The changes were substantial. I was stunned, for example, when a senior executive explained how marketing agencies are now managed and compensated: so different from the model I had grown up with. Some brand groups – the heart of the company’s machine – no longer work at the main building, but rather are with multi-functional teams at technical centers. And the technology community, long dominated by not-invented-here syndrome, has enthusiastically embraced open innovation.

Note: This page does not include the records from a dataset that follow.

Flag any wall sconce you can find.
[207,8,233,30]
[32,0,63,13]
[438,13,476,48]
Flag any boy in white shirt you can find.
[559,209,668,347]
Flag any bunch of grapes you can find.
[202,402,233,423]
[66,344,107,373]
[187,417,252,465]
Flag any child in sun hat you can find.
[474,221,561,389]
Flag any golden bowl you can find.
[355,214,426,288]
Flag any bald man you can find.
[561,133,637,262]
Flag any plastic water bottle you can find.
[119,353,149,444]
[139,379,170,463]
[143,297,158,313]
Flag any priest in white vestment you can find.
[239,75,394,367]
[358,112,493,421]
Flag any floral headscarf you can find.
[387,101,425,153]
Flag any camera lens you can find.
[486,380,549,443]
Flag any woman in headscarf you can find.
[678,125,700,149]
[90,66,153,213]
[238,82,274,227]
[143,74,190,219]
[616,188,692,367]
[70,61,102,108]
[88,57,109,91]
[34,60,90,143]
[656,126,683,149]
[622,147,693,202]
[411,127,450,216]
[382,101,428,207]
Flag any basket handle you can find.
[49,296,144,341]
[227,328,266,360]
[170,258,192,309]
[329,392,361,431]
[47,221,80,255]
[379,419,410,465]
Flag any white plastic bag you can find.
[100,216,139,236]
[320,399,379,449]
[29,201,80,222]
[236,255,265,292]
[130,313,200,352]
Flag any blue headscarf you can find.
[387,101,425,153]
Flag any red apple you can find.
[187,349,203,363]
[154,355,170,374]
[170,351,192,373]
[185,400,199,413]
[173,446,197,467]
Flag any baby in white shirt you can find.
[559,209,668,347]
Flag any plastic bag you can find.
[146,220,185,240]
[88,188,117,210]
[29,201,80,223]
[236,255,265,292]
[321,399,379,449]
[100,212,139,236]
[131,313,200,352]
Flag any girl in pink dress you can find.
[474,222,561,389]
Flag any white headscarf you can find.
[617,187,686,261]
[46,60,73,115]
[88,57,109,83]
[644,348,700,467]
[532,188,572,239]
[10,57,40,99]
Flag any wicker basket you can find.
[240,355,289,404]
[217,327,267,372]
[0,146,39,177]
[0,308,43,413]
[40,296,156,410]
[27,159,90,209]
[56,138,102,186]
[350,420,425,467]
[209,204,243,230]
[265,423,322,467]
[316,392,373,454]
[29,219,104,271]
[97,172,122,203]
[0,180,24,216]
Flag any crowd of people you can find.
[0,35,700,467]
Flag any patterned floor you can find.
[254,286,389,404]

But for all the change, what is most important has not changed at all. Curiosity about consumers’ habits, needs, and interests pervades all activities. People are treated with respect and courtesy. Managers are on a continuous hunt for new learnings. Success is less important than progress and creative hypotheses. Data rules all. Crisp, clear communication of ideas – the message – is as important as the idea itself. Decisions are made deliberately and methodically.
These are enduring values. They are not challenged and do not change. And because there is this rock-solid foundation of unchanging values, everything else can change without disruption.

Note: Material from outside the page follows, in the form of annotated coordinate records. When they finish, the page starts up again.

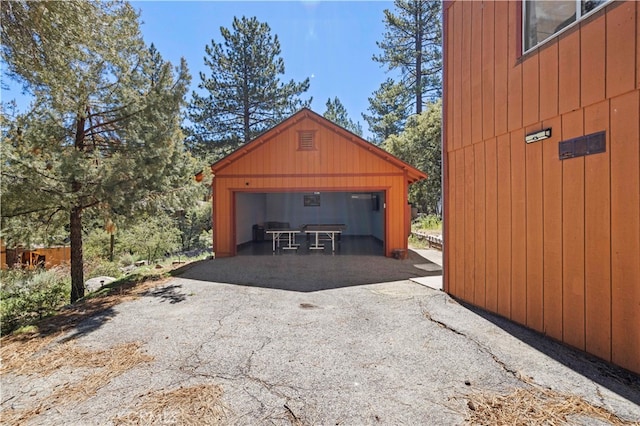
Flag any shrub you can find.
[84,258,122,280]
[0,267,71,334]
[118,253,136,267]
[413,215,442,230]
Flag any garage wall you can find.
[211,109,425,257]
[371,192,386,241]
[266,192,382,235]
[236,192,267,244]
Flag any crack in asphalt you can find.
[423,307,530,384]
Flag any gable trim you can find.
[211,108,427,183]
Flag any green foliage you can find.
[411,214,442,231]
[0,268,70,334]
[323,96,362,136]
[373,0,442,114]
[362,78,411,143]
[175,201,213,251]
[83,228,111,262]
[120,216,180,262]
[0,0,194,301]
[189,16,310,157]
[382,100,442,215]
[84,258,122,279]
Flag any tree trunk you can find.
[69,111,88,303]
[70,206,84,303]
[109,232,116,262]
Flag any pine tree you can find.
[323,96,362,136]
[362,78,411,143]
[373,0,442,114]
[382,100,442,215]
[189,17,310,156]
[2,1,192,302]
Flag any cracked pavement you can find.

The past, of course, is no promise of the future. Consider Japan. Japan’s cultural homogeneity and shared values allowed it to transform itself at breathtaking speed from feudalism into a modern power during the late 19th century, and from wartime devastation into a global economic powerhouse in the late 20th century. And yet it has been unable to transform again to overcome its twenty-year-long malaise. Similarly, in the 90′s when a new CEO pushed P&G to change too quickly, the company lost its way.
Still. Young companies could do worse than studying and emulating P&G. Discover your values and make them your foundation. Anything else can change.